Springfield, Illinois
Springfield, Illinois photo by %C3%89ovart_Ca%C3%A7eir

Springfield is situated in Sangamon County, Illinois. It has a population of over 117,352, which has grown by 5.3% in the past ten years. The cost of living index in Springfield, 75, is far less than the national average. New single-family homes in Springfield cost $245,700 on average, which is below the state average. In 2008, ninety-seven new homes were built in Springfield, down from one hundred seventy-nine the previous year.

The three most popular industries for women in Springfield are public administration, health care, and educational services. For men, it is public administration, construction, and accommodation and food services. The average travel time to work is about 17 minutes. More than 30.6% of Springfield residents have a bachelor's degree, which is higher than the state average. The percentage of residents with a graduate degree, 11.6%, is higher than the state average.

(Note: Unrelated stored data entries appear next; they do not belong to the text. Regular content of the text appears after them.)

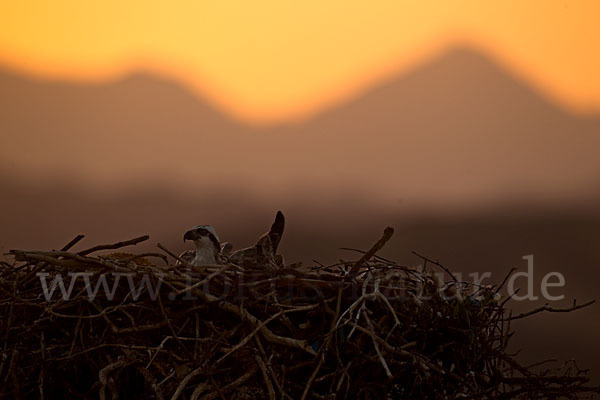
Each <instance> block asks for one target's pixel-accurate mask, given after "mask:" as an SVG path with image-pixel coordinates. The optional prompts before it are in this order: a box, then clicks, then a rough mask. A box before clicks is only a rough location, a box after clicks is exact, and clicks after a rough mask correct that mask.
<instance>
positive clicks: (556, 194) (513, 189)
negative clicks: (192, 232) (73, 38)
mask: <svg viewBox="0 0 600 400" xmlns="http://www.w3.org/2000/svg"><path fill="white" fill-rule="evenodd" d="M0 124H1V126H0V140H1V141H2V147H1V149H0V158H1V159H2V161H1V162H2V163H3V168H4V169H6V170H7V171H9V173H10V174H11V175H14V176H20V175H22V174H23V175H24V174H30V175H34V176H39V177H46V178H49V179H52V177H53V176H68V177H72V178H79V179H80V180H82V181H85V182H86V184H89V185H95V184H96V183H97V182H101V183H102V184H132V182H135V183H139V182H148V184H164V183H165V182H168V183H169V184H175V185H181V186H182V187H185V190H191V191H196V192H198V191H200V190H205V189H206V188H207V187H218V186H220V185H221V186H222V185H226V186H229V187H241V186H243V187H245V188H251V189H253V190H255V191H257V192H261V193H281V192H285V191H290V192H291V191H298V190H307V191H314V192H316V193H320V194H323V195H328V194H331V193H335V192H336V191H343V190H348V189H349V188H352V187H357V188H361V189H360V193H362V194H363V195H365V193H369V196H371V197H374V198H386V199H399V198H402V199H403V200H405V201H407V203H406V204H408V205H409V206H417V205H438V206H439V205H442V204H455V205H456V204H466V205H469V204H478V203H481V202H498V201H500V202H501V201H512V202H515V201H516V202H518V201H521V200H522V201H524V202H533V203H535V202H536V201H549V202H563V201H570V200H572V199H580V198H588V197H590V196H594V195H595V194H596V193H597V192H598V189H600V187H598V185H597V183H596V182H600V161H599V160H598V157H597V149H598V148H600V119H599V118H596V117H588V118H583V117H577V116H574V115H571V114H569V113H567V112H565V111H564V110H562V109H560V108H559V107H557V106H555V105H554V104H552V103H550V102H549V101H547V100H545V99H544V98H543V97H542V96H540V95H539V94H538V93H536V92H535V91H534V90H532V89H531V88H530V87H528V86H527V85H526V84H524V83H523V82H521V81H519V80H518V79H517V78H515V77H513V76H512V75H511V74H509V73H508V72H506V71H505V70H503V69H502V68H500V67H499V66H498V65H497V64H496V63H494V62H493V61H492V60H490V59H488V58H486V57H485V56H483V55H481V54H478V53H476V52H474V51H471V50H469V49H454V50H452V51H449V52H447V53H445V54H443V55H441V56H439V57H438V58H437V59H435V60H433V61H430V62H428V63H427V64H425V65H422V66H421V67H419V68H416V69H414V70H413V71H412V72H410V73H408V74H405V75H403V76H400V77H397V78H396V79H393V80H390V81H388V82H386V83H383V84H381V85H379V86H378V87H375V88H372V89H370V90H368V91H366V92H365V93H363V94H362V95H360V96H358V97H356V98H354V99H352V100H350V101H348V102H347V103H345V104H341V105H338V106H337V107H335V108H332V109H328V110H324V111H322V112H321V113H320V114H318V115H315V116H314V117H313V118H310V119H308V120H305V121H302V122H299V123H294V124H288V125H278V126H270V127H265V128H255V127H254V128H253V127H249V126H245V125H243V124H241V123H238V122H236V121H234V120H233V119H231V118H229V117H228V116H227V115H225V114H223V113H221V112H220V111H219V110H217V109H216V108H214V107H212V106H210V105H209V104H208V103H207V102H205V101H203V100H202V99H199V98H198V97H196V96H195V95H193V94H192V93H191V92H190V91H188V90H186V89H185V88H183V87H181V86H179V85H178V84H176V83H174V82H171V81H168V80H165V79H161V78H158V77H155V76H152V75H149V74H134V75H131V76H128V77H126V78H123V79H121V80H117V81H113V82H110V83H105V84H97V85H84V84H75V83H65V82H42V81H35V80H32V79H28V78H25V77H22V76H18V75H16V74H14V73H12V74H11V73H8V72H6V71H5V72H2V73H0Z"/></svg>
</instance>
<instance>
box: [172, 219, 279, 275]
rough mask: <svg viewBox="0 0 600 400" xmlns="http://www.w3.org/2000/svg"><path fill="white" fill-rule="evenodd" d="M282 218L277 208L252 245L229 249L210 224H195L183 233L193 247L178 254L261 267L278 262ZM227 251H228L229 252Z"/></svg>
mask: <svg viewBox="0 0 600 400" xmlns="http://www.w3.org/2000/svg"><path fill="white" fill-rule="evenodd" d="M284 227H285V218H284V216H283V213H282V212H281V211H277V215H276V216H275V221H274V222H273V225H271V229H269V231H268V232H267V233H265V234H263V235H262V236H260V237H259V238H258V240H257V242H256V244H255V245H254V246H250V247H247V248H245V249H240V250H237V251H235V252H233V253H231V249H232V246H231V243H229V242H225V243H223V244H221V243H220V242H219V236H217V233H216V232H215V230H214V228H213V227H212V226H210V225H197V226H195V227H193V228H192V229H190V230H189V231H187V232H186V233H185V234H184V235H183V241H184V242H185V241H187V240H191V241H193V242H194V244H195V245H196V250H195V251H194V250H187V251H185V252H183V253H181V255H180V256H179V258H181V259H182V260H184V261H186V262H188V263H190V264H192V265H194V266H201V265H208V264H221V263H222V258H225V259H229V261H230V262H232V263H234V264H237V265H239V266H242V267H264V266H271V265H273V264H282V263H283V261H282V260H281V257H277V256H276V253H277V247H278V246H279V242H280V241H281V237H282V236H283V229H284ZM230 254H231V255H230Z"/></svg>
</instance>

The unemployment rate in Springfield is 8.5%, which is less than Illinois's average of 10.5%.

The percentage of Springfield residents that are affiliated with a religious congregation, 56.9%, is more than both the national and state average. First Presbyterian Church and Christ Episcopal Church are all churches located in Springfield. The most common religious groups are the Catholic Church, the Assemblies of God and the United Methodist Church.

Springfield is home to the Oliver P Parks Telephone Museum and the Building I as well as Jaycee Park and Fairview Park. Shopping malls in the area include Capital City Shopping Center, Fairhills Shopping Center and Chatham Square Shopping Center. Visitors to Springfield can choose from Cottage Inn, Courtyard Springfield and Drury Inn and Suites Springfield IL for temporary stays in the area.